Amid myriad troubles, experts are optimistic about the coming holiday season.

“The consumer has continued to be resilient and recent price increases brought on by constraints in the supply chain have not dampened the robust demand seen during the past year,” said Jack Kleinhenz, the National Retail Federation’s chief economist,  in a recent report .

In the view of Mastercard SpendingPulse, retailers have learned a lot over the past couple of years and will put that to use in the coming months.

“This holiday season will be defined by early shopping, bigger price tags and digital experiences,” said Steve Sadove, senior adviser for Mastercard, in a statement.

Don’t miss: Surge in U.S. consumer prices slows in August, CPI shows. Has inflation peaked?

Retailers and other organizations are gearing up. Seasonal hiring announcements have recently come from Dick’s Sporting Goods Inc. (NYS:DKS) , the U.S. Postal Service and others. Some 125,000 logistics hires are being targeted by e-commerce giant Amazon.com Inc. (NAS:AMZN) , the company announced Tuesday .

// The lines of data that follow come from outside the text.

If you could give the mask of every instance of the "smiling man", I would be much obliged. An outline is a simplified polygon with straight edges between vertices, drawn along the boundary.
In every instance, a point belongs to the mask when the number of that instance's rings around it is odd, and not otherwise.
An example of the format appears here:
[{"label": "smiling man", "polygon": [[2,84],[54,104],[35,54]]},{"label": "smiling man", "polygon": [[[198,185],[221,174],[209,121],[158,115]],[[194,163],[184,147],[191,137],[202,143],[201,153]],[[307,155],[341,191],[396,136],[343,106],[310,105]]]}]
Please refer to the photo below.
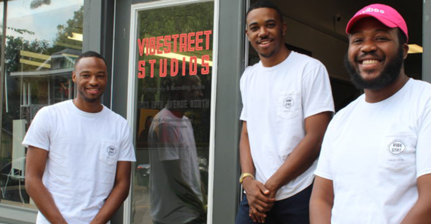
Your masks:
[{"label": "smiling man", "polygon": [[431,223],[431,85],[404,73],[406,22],[375,4],[358,11],[346,32],[346,66],[365,94],[328,127],[312,223]]},{"label": "smiling man", "polygon": [[84,53],[72,75],[76,97],[39,110],[22,142],[37,224],[109,223],[128,194],[134,152],[126,120],[100,103],[105,59]]},{"label": "smiling man", "polygon": [[309,223],[315,160],[334,111],[328,73],[286,48],[286,25],[273,4],[255,3],[246,21],[260,61],[241,78],[240,183],[246,193],[236,223]]}]

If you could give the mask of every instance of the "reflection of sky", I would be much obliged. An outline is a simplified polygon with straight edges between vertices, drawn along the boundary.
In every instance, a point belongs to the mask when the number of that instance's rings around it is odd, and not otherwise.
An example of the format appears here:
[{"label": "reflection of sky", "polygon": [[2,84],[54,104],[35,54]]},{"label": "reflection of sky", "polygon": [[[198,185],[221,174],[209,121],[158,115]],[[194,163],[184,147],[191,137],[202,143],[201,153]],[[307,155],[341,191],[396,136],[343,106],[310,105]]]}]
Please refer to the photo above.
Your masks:
[{"label": "reflection of sky", "polygon": [[[31,9],[30,4],[32,0],[8,2],[7,26],[25,29],[34,34],[21,34],[9,29],[6,31],[7,35],[22,37],[31,41],[35,39],[46,40],[52,43],[57,33],[57,26],[66,25],[68,20],[73,18],[74,12],[84,4],[84,0],[52,0],[49,5],[42,5]],[[3,18],[3,3],[0,5],[0,18]]]}]

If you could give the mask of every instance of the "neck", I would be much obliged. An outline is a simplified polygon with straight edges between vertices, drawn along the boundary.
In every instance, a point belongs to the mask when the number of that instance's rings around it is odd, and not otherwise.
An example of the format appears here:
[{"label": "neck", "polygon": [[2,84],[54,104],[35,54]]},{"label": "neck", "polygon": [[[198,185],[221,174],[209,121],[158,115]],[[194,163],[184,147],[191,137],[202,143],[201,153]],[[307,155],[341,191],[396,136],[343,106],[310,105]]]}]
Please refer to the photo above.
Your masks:
[{"label": "neck", "polygon": [[384,100],[398,92],[409,80],[407,77],[402,70],[400,76],[394,83],[390,86],[378,89],[364,89],[365,93],[365,101],[368,103],[377,103]]},{"label": "neck", "polygon": [[79,110],[87,113],[97,113],[102,111],[103,105],[100,103],[100,99],[94,102],[88,102],[79,97],[73,99],[73,104]]},{"label": "neck", "polygon": [[260,61],[264,67],[272,67],[278,64],[287,58],[290,54],[290,51],[286,48],[284,43],[281,47],[275,54],[269,58],[265,58],[259,55]]}]

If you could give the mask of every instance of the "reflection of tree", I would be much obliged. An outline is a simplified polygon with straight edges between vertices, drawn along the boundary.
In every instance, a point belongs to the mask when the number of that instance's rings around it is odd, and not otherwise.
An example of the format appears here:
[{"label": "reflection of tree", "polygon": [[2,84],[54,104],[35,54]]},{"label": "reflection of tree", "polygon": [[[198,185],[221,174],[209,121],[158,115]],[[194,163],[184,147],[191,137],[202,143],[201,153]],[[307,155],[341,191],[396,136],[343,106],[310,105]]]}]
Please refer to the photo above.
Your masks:
[{"label": "reflection of tree", "polygon": [[66,25],[59,24],[57,26],[57,36],[54,40],[55,45],[54,52],[58,51],[61,49],[73,48],[81,50],[82,49],[82,42],[79,40],[68,38],[72,37],[72,33],[82,34],[82,24],[84,20],[84,6],[79,9],[73,12],[73,17],[67,20]]},{"label": "reflection of tree", "polygon": [[7,43],[5,49],[5,64],[6,65],[6,68],[8,73],[19,71],[25,71],[34,69],[34,66],[19,62],[20,50],[45,54],[50,46],[46,40],[35,40],[30,42],[23,37],[15,37],[13,36],[6,36],[6,39]]},{"label": "reflection of tree", "polygon": [[[46,0],[33,1],[31,4],[34,3],[35,4],[35,6],[37,4],[49,4],[49,3],[48,3],[48,1]],[[72,32],[79,34],[82,33],[83,12],[84,7],[82,6],[79,9],[74,12],[73,17],[67,20],[66,24],[59,24],[57,26],[57,32],[56,37],[53,40],[53,43],[50,43],[50,41],[47,40],[36,39],[30,41],[26,40],[23,37],[16,37],[13,34],[8,35],[7,35],[7,33],[6,33],[6,44],[5,49],[5,65],[6,74],[6,78],[7,79],[7,91],[9,111],[7,113],[5,113],[6,107],[3,107],[3,128],[11,131],[12,120],[21,118],[20,114],[20,98],[21,97],[21,83],[19,81],[19,80],[11,77],[10,76],[10,73],[16,71],[31,71],[36,69],[40,70],[47,69],[43,67],[37,68],[34,65],[21,63],[20,59],[23,58],[23,56],[21,55],[20,51],[25,51],[32,53],[50,55],[56,52],[58,52],[65,48],[67,48],[68,46],[75,46],[75,47],[73,48],[79,48],[79,49],[81,49],[81,42],[69,39],[67,38],[67,37],[71,36]],[[33,32],[30,32],[25,29],[14,29],[13,30],[21,34],[23,33],[27,33],[30,35],[34,34]],[[39,30],[37,31],[44,32],[44,31]],[[69,45],[59,46],[56,44],[57,43],[64,43],[66,44],[69,44]],[[28,57],[24,58],[24,59],[29,61],[35,61],[38,62],[44,62],[44,60],[43,59]],[[40,86],[39,83],[35,82],[36,80],[35,79],[32,82],[34,83],[32,85],[31,87],[32,91],[33,92],[37,93],[38,88],[46,88],[46,86]],[[37,95],[37,94],[36,95]],[[34,101],[33,102],[36,103],[37,101]],[[3,103],[4,103],[4,101]]]},{"label": "reflection of tree", "polygon": [[149,10],[140,14],[139,31],[157,37],[212,30],[213,10],[212,2]]}]

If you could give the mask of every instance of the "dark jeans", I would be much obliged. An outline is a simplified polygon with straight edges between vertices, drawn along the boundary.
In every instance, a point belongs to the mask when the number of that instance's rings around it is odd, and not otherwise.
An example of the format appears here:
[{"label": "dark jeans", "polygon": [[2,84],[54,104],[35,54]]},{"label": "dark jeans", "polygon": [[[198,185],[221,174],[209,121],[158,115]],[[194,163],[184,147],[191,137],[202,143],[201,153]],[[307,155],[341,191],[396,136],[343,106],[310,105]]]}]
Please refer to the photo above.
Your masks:
[{"label": "dark jeans", "polygon": [[[156,221],[153,221],[154,224],[164,224],[160,222],[157,222]],[[187,223],[184,223],[184,224],[204,224],[205,222],[202,222],[201,221],[197,221],[196,219],[192,220],[189,222]]]},{"label": "dark jeans", "polygon": [[[309,224],[309,204],[313,185],[290,197],[277,201],[266,213],[267,224]],[[248,216],[249,206],[245,194],[240,203],[236,224],[254,224]]]}]

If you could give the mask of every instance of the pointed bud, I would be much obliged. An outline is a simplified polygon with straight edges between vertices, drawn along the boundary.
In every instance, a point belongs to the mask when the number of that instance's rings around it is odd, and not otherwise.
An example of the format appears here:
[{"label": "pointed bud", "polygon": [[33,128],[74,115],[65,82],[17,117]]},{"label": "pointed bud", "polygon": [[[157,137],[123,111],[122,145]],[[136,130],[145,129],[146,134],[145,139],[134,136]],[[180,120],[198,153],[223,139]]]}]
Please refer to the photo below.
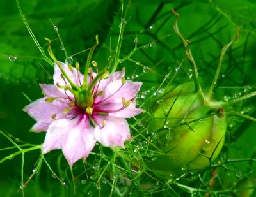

“While consumer concerns about health and safety have eased since the last holiday season, pandemic-influenced shopping behaviors continue to gain traction,” said Rod Sides, vice chairman of Deloitte LLP and U.S. retail and distribution sector leader, in a statement.

“Retailers who remain resilient to shifting consumer behaviors and offer convenient options for online and in-store shopping, as well as order fulfillment, will be poised for growth this holiday season, and into the new year.”

The SPDR S&P Retail ETF (PSE:XRT) has soared 44.5% to date in 2021. The Amplify Online Retail ETF (PSE:IBUY) has slipped 0.7%. The broad market benchmark S&P 500 (S&P:SPX) has gained 19.3%.